Better late than never. Hope you're having a great 2014

I know it's little late for New Years resolutions, and since I don't do resolutions I guess it's okay. However, in 2014 I want things to be different, I know I know (said it before and I've tried multiple times before) but this year it's going to be different (at least I'll tell myself that).

I'd love feedback to see if it's just me or do others struggle with sabotaging myself. The stakes have never been higher, right before Christmas I had a scare and had to spend a few days in the hospital. Turns out it was just anxiety, however I thought I was having a heart attack and was nervous because I knew with my size there is not a whole lot they can do. I had one of my doctors that had attended to me in the past and he was very blunt and told me how it was. I find that very refreshing because so often I'd love for doctors to tell me hey lose weight or you're going to die, but it seems in these days of politically correctness theyre afraid or don't want to step on any toes, instead of choosing to remain silent and just let the morbidly obese die and quietly fade into the darkness to be forgotten by everyone other than those who truly love them.

My doctor informed me that because of my weight it's very likely that if I would've had a heart attack they wouldn't have been able to operate because of my size and the weight capacity of the operating table not being able to support me. There were also multiple different test that they normally perform when someone has symptoms of a heart attack, that they couldn't because of my size. One of them being the MRI, again because of the weight capacity of the MRI machine, so they wound up doing an ultrasound, however due to the fatty tissue they couldn't really get much of a indication. So ultimately it boiled down to them relying on me not having any proteins in my urine which are normally indicative of someone who is had a heart attack.
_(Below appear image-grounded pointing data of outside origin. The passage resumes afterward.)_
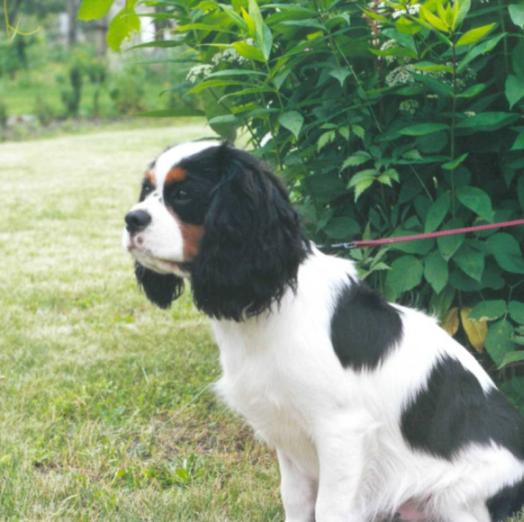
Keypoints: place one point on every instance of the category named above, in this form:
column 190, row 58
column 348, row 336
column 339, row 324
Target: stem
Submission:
column 453, row 119
column 505, row 39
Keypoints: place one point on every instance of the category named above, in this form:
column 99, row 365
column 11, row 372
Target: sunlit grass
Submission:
column 106, row 409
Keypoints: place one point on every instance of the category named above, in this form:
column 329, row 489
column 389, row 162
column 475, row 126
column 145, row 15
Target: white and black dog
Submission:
column 374, row 411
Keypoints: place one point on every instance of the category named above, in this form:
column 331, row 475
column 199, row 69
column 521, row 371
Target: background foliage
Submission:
column 385, row 118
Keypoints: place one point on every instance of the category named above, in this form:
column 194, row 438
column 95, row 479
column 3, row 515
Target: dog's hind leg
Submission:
column 298, row 491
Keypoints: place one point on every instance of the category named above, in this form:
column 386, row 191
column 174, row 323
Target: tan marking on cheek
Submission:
column 191, row 234
column 175, row 174
column 150, row 176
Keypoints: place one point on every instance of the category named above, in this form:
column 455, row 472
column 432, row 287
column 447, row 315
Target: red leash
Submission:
column 365, row 243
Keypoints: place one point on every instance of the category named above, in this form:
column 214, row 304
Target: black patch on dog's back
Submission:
column 453, row 410
column 364, row 327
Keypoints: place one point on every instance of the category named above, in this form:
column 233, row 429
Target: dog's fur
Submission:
column 372, row 408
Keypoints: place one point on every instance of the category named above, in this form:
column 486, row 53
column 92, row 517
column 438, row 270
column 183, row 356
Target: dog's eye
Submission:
column 181, row 196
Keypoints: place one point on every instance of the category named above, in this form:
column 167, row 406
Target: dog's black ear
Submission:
column 160, row 289
column 252, row 244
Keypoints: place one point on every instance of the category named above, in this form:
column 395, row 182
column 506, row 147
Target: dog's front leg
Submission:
column 298, row 491
column 340, row 447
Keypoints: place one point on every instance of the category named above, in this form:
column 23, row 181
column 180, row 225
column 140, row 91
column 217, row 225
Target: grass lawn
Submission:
column 106, row 409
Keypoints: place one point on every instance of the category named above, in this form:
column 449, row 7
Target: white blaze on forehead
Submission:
column 171, row 157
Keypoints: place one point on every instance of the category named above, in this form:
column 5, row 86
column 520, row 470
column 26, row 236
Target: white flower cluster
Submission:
column 409, row 106
column 412, row 10
column 401, row 75
column 199, row 72
column 228, row 56
column 409, row 8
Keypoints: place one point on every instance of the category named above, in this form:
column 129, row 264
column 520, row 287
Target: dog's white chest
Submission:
column 256, row 383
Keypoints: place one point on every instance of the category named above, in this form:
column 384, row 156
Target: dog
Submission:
column 374, row 411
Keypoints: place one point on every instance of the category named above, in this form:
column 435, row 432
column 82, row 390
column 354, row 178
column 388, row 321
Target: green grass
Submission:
column 106, row 409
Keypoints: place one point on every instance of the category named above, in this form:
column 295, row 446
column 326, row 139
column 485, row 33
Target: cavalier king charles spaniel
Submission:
column 375, row 412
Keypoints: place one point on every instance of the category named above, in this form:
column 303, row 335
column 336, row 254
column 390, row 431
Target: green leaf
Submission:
column 123, row 25
column 421, row 129
column 470, row 261
column 249, row 51
column 476, row 200
column 434, row 21
column 498, row 340
column 436, row 271
column 489, row 310
column 516, row 59
column 325, row 139
column 453, row 164
column 342, row 228
column 263, row 36
column 482, row 48
column 448, row 245
column 358, row 158
column 474, row 35
column 516, row 12
column 506, row 250
column 361, row 181
column 512, row 357
column 94, row 9
column 516, row 311
column 340, row 73
column 437, row 212
column 435, row 85
column 514, row 89
column 406, row 273
column 225, row 118
column 487, row 121
column 292, row 121
column 518, row 144
column 473, row 90
column 324, row 187
column 520, row 192
column 460, row 10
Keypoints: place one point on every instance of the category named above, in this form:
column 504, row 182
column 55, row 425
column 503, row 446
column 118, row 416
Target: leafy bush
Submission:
column 127, row 90
column 44, row 111
column 3, row 115
column 71, row 92
column 385, row 119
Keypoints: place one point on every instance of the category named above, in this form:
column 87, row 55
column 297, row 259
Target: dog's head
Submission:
column 216, row 215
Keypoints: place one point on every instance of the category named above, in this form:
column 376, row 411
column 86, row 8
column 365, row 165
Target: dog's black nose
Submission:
column 137, row 220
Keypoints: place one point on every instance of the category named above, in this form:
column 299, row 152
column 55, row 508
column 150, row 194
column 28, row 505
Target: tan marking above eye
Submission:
column 150, row 176
column 175, row 174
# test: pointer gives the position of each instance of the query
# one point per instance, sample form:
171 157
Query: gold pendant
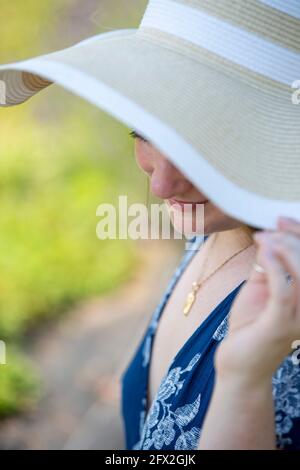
190 299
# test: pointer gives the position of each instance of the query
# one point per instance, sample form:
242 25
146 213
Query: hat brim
231 139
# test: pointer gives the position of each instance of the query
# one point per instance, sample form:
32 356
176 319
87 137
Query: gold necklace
191 297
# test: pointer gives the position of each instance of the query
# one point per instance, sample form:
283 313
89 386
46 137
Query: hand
265 316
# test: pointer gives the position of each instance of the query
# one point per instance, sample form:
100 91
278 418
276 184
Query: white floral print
286 393
168 423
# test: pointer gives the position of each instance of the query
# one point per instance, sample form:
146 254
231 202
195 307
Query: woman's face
169 184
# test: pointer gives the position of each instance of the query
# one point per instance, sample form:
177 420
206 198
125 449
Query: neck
226 243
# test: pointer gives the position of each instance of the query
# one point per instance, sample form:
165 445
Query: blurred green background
59 159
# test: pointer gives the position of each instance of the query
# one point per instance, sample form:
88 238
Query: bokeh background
72 308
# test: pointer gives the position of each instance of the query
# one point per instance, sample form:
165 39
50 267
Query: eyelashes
135 135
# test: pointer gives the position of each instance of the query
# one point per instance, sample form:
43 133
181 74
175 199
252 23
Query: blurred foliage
59 159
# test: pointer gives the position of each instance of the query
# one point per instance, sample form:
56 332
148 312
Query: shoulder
286 394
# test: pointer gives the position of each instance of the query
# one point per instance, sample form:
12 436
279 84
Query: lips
183 203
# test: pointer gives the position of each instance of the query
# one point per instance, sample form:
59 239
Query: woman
263 322
211 90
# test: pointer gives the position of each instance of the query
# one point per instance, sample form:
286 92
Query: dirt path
81 358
Yet despite all this when I was finally released a few days later I still found myself lacking motivation nor the true desire to change what ultimately has to change, that being my eating habits.

However, it's a new day today, I guess just the fact that I'm willing to start writing this down and thinking about what I need to do it is a step in the right direction.

I'd love any feedback and look forward to getting to know you better. I hope you have a great day and great week. Good luck with your journey!